OBJECTIVES: An accurate and rapid diagnosis is crucial for the appropriate treatment of pulmonary tuberculosis (TB). This study aims to develop an artificial intelligence (AI)–based fully automated CT image analysis system for detection, diagnosis, and burden quantification of pulmonary TB. METHODS: From December 2007 to September 2020, 892 chest CT scans from pathogen-confirmed TB patients were retrospectively included. A deep learning–based cascading framework was connected to create a processing pipeline. For training and validation of the model, 1921 lesions were manually labeled, classified according to six categories of critical imaging features, and visually scored regarding lesion involvement as the ground truth. A “TB score” was calculated based on a network-activation map to quantitively assess the disease burden. Independent testing datasets from two additional hospitals (dataset 2, n = 99; dataset 3, n = 86) and the NIH TB Portals (n = 171) were used to externally validate the performance of the AI model. RESULTS: CT scans of 526 participants (mean age, 48.5 ± 16.5 years; 206 women) were analyzed. The lung lesion detection subsystem yielded a mean average precision of the validation cohort of 0.68. The overall classification accuracy of six pulmonary critical imaging findings indicative of TB of the independent datasets was 81.08–91.05%. A moderate to strong correlation was demonstrated between the AI model–quantified TB score and the radiologist-estimated CT score.
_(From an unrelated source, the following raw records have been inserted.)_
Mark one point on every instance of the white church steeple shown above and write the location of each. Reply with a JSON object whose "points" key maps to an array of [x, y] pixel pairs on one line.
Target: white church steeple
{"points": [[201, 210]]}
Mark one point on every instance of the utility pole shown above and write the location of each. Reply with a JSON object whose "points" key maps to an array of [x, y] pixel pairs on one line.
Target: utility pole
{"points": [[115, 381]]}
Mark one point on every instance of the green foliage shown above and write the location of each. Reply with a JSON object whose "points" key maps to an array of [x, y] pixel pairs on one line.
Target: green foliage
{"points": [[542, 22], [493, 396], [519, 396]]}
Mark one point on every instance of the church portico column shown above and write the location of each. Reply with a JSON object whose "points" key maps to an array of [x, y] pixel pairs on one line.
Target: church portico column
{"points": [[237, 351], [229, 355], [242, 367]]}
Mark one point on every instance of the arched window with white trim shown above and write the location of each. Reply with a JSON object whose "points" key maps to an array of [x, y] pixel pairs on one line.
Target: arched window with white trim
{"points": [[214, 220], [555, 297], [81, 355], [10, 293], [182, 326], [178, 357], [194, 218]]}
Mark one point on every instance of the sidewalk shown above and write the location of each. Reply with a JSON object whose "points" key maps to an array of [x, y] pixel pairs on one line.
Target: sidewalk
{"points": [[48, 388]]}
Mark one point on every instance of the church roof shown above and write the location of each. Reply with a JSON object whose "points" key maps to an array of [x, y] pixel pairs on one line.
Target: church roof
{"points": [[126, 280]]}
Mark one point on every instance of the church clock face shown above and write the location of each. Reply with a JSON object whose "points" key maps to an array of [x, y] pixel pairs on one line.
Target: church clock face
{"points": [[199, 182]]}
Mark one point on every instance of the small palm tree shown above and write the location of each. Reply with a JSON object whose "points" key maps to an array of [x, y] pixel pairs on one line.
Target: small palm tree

CONCLUSIONS: The proposed end-to-end AI system based on chest CT can achieve human-level diagnostic performance for early detection and optimal clinical management of patients with pulmonary TB. KEY POINTS: • Deep learning allows automatic detection, diagnosis, and evaluation of pulmonary tuberculosis. • Artificial intelligence helps clinicians to assess patients with tuberculosis. • Pulmonary tuberculosis disease activity and treatment management can be improved. SUPPLEMENTARY INFORMATION: The online version contains supplementary material available at 10.1007/s00330-021-08365-z.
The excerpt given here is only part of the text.